Deschutes National Forest
Off Highway 58
I returned to Oregon to run a trail race near Crater Lake, and this time flew into Euguene instead of Portland to save myself a few hours of driving in the middle of the night. I hadn’t anticipated I’d still had almost 3 hours from the airport, but off I went. I had neglected to take a bio-break before I left the airport at about midnight, so sometime around 2 in the morning I find myself on Highway 58 headed to the race start at Lemolo Lake in desperate need of said bio-break. I pull off the deserted divided highway at a spot intended for people to chain-up their tires for traction in winter and look up and see the most spectacular clear night sky, unpolluted by light from neighboring towns. I am 70 mountainous miles from the nearest city, nestled deep in timber country feeling utterly alone and small. I am literally staring into space.
My initial inclination at a moment like this is to try to capture a photo to remember, but of course low light, shaky hands, light sources several trillion miles away I realize I’m going to have to rely on my faulty memory. I stare up for several minutes futilely trying to lock it in. I realize how silly it is. It’s not as if I could capture a river in bucketfuls, or a mountain in wheelbarrow fulls. Instead I should just let it wash over me.
I do some quick math and realize I have 3 hours to kill before I have to be at the shuttle bus pickup. I don’t have a tent or sleeping bag, but I do have a car with a sunroof. This is going to be like Paris Hilton’s idea of “roughing it”. Anyway I go back to the car, set the alarm, open the sun roof, and put on some piano music, lie back and stare through the hole in my absurdly modern “tent” until I fall asleep to a Levi Kreiss version of the Stephen Schwartz song “Lost in the Wilderness” from the musical “Children of Eden.”

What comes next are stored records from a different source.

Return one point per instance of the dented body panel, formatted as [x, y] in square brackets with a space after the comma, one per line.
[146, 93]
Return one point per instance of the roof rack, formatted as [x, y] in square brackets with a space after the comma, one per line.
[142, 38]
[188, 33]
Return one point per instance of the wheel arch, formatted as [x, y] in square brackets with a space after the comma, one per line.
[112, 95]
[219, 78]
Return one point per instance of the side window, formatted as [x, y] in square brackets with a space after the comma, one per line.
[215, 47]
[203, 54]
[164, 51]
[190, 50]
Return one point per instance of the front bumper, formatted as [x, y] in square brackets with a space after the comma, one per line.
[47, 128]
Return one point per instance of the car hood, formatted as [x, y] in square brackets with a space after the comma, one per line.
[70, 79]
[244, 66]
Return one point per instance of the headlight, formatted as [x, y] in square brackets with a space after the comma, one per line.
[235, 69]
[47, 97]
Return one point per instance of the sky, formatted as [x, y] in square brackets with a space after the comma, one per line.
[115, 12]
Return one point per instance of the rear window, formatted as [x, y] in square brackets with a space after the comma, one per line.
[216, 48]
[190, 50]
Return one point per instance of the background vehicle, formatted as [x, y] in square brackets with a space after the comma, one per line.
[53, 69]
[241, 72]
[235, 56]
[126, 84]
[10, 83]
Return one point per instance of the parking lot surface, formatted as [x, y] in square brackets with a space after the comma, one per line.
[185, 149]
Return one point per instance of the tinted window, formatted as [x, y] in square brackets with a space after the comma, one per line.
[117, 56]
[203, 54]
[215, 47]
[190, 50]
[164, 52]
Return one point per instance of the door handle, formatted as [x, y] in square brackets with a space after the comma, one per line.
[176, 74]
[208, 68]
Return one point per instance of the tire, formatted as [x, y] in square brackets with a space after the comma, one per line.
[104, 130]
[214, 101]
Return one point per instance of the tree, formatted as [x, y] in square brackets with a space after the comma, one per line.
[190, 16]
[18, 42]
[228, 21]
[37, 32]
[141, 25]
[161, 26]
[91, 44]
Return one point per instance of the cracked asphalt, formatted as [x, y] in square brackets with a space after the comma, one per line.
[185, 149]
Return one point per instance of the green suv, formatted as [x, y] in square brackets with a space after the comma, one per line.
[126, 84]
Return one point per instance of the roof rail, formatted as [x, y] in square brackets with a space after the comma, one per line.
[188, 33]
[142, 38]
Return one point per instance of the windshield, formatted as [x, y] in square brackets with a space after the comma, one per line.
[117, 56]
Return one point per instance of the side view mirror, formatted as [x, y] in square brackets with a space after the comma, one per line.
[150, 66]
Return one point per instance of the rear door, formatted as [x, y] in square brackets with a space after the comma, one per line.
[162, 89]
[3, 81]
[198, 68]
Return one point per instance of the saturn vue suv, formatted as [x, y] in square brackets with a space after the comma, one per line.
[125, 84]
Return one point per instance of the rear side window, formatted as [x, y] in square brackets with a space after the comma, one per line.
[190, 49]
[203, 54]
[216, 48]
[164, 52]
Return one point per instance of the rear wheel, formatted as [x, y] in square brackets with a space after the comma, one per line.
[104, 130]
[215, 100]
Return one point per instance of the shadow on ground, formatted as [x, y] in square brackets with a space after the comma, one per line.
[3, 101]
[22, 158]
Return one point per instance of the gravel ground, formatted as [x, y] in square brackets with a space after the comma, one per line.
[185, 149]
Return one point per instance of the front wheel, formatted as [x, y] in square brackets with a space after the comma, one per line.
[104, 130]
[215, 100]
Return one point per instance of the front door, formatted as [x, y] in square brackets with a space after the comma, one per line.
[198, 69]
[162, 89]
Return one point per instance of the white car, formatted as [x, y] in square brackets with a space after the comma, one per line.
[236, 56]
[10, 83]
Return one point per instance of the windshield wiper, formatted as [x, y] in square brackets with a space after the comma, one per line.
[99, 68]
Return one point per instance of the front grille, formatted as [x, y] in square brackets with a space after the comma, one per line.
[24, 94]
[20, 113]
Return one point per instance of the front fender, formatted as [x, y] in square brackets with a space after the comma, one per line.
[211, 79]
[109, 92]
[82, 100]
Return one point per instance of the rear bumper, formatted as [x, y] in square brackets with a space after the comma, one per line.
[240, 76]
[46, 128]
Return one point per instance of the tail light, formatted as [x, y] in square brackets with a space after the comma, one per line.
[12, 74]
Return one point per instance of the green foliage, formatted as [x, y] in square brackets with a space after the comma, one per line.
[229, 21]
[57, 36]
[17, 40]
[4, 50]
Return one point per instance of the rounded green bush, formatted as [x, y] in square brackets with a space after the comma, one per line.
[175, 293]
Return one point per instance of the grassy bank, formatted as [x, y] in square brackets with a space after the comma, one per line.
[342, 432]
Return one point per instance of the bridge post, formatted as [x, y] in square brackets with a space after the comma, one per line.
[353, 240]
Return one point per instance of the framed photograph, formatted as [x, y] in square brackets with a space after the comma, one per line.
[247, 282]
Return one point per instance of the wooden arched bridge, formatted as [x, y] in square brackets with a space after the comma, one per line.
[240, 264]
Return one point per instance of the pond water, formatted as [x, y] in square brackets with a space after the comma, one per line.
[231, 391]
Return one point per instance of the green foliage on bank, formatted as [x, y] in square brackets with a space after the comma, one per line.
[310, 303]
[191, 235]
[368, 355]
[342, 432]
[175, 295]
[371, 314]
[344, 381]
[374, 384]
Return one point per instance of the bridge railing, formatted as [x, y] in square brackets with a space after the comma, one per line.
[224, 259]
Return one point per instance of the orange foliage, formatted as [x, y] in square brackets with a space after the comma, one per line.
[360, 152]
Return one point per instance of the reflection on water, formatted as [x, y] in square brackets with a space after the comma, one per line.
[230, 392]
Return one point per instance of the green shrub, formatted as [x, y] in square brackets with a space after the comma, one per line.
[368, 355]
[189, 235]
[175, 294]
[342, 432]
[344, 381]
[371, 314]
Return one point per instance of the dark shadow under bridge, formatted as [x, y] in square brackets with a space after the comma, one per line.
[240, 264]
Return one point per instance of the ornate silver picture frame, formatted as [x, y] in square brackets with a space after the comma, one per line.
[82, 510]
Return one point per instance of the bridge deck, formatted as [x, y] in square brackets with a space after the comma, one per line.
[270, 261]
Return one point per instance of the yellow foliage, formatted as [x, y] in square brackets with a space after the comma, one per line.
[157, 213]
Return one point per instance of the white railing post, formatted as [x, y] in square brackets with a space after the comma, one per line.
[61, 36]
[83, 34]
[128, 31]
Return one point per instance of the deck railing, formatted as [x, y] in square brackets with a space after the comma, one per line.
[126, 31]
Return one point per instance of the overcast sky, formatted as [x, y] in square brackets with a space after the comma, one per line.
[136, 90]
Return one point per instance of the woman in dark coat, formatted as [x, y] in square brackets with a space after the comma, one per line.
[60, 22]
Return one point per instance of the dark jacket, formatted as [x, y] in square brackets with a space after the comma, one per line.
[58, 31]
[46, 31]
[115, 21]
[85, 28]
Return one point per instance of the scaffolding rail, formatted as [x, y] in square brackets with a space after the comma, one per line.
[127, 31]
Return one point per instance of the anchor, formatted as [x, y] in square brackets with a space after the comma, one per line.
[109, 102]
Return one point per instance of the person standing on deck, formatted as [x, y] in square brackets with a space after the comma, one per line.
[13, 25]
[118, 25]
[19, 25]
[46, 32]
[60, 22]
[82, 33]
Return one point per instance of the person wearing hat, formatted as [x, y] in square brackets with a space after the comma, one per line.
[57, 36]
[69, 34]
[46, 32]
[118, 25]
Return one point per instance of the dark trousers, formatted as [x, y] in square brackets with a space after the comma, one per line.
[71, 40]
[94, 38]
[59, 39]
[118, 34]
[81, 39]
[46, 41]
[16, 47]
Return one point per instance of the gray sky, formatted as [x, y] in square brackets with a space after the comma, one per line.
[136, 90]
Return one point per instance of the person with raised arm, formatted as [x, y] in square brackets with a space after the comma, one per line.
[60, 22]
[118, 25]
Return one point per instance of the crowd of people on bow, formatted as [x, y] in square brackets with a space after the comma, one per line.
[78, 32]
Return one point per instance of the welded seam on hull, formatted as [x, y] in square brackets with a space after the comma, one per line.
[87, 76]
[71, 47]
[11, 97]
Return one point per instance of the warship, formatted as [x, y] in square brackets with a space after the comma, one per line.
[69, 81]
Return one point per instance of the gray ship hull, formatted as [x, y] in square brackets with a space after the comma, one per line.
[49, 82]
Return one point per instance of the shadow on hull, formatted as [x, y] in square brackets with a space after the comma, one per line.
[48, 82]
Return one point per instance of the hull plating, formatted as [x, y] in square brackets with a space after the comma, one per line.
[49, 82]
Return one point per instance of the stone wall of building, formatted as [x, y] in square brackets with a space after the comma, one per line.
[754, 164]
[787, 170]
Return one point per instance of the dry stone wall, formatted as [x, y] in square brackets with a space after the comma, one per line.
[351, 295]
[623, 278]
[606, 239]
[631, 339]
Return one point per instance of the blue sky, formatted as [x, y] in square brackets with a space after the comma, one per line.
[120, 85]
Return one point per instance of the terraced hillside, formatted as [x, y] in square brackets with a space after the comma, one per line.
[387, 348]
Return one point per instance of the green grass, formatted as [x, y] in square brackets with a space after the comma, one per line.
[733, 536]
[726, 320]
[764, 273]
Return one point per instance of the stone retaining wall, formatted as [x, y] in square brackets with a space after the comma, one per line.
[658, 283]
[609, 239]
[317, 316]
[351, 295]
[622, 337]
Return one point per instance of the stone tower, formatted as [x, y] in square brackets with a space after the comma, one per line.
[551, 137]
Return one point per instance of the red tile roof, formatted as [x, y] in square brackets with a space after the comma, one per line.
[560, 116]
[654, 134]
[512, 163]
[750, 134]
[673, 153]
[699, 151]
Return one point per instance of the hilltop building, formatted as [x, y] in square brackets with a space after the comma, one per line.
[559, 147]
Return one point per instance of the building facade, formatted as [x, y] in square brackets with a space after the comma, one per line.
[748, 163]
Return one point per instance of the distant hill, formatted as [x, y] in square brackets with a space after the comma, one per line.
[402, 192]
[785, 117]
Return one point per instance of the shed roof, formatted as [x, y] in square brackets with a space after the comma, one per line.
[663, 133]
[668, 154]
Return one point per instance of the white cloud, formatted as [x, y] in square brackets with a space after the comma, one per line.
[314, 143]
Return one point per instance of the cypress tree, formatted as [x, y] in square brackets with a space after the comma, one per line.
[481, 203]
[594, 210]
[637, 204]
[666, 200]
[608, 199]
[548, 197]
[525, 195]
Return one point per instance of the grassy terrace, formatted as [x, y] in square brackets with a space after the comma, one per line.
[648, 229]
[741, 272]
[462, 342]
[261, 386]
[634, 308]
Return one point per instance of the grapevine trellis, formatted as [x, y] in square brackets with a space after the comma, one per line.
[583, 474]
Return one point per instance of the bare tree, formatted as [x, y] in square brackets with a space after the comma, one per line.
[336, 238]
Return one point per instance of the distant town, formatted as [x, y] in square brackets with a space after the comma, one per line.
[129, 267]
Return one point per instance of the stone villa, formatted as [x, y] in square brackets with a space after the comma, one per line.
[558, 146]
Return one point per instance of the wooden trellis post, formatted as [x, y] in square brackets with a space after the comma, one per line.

The musical is a creative retelling of the stories of Genesis. This song specifically is Cain’s lament to Abel that their parents (Adam and Eve) were expelled from the Garden of Eden, that god does not care about them, and how he chafes to explore the world a just and loving god has condemned him to death in (sorry, I might have colored that with a bit of my own religious opinions.) Anyway, some of the lyrics:
Now we’re lost in the wilderness
Lost, crying in the wilderness
If anyone’s watching it seems they couldn’t care less
We’re lost in the wilderness
and later:
Off we go without a warning
Running as we hit the ground
Where our future lies a-borning
Where our hearts are outward bound
Till one bright and distant morning
We may stop and look around
And there in the wilderness
We’ll finally be found
I think most people go too far either way with nature. Either they are perfectly happy to not spend a moment out of their climate controlled made for humans shelters, or they romanticize nature as this perfect space that we should never have left. As usual, the truth lies somewhere between. The scale of nature is such that we aren’t so much as a rounding error. It is indifferent to your joy or anguish, life or death, but even knowing this I find I am like Cain in the song. I can’t help but feel compelled into this wilderness thinking I will find out more about myself while I chase this beautiful and cruel coquette.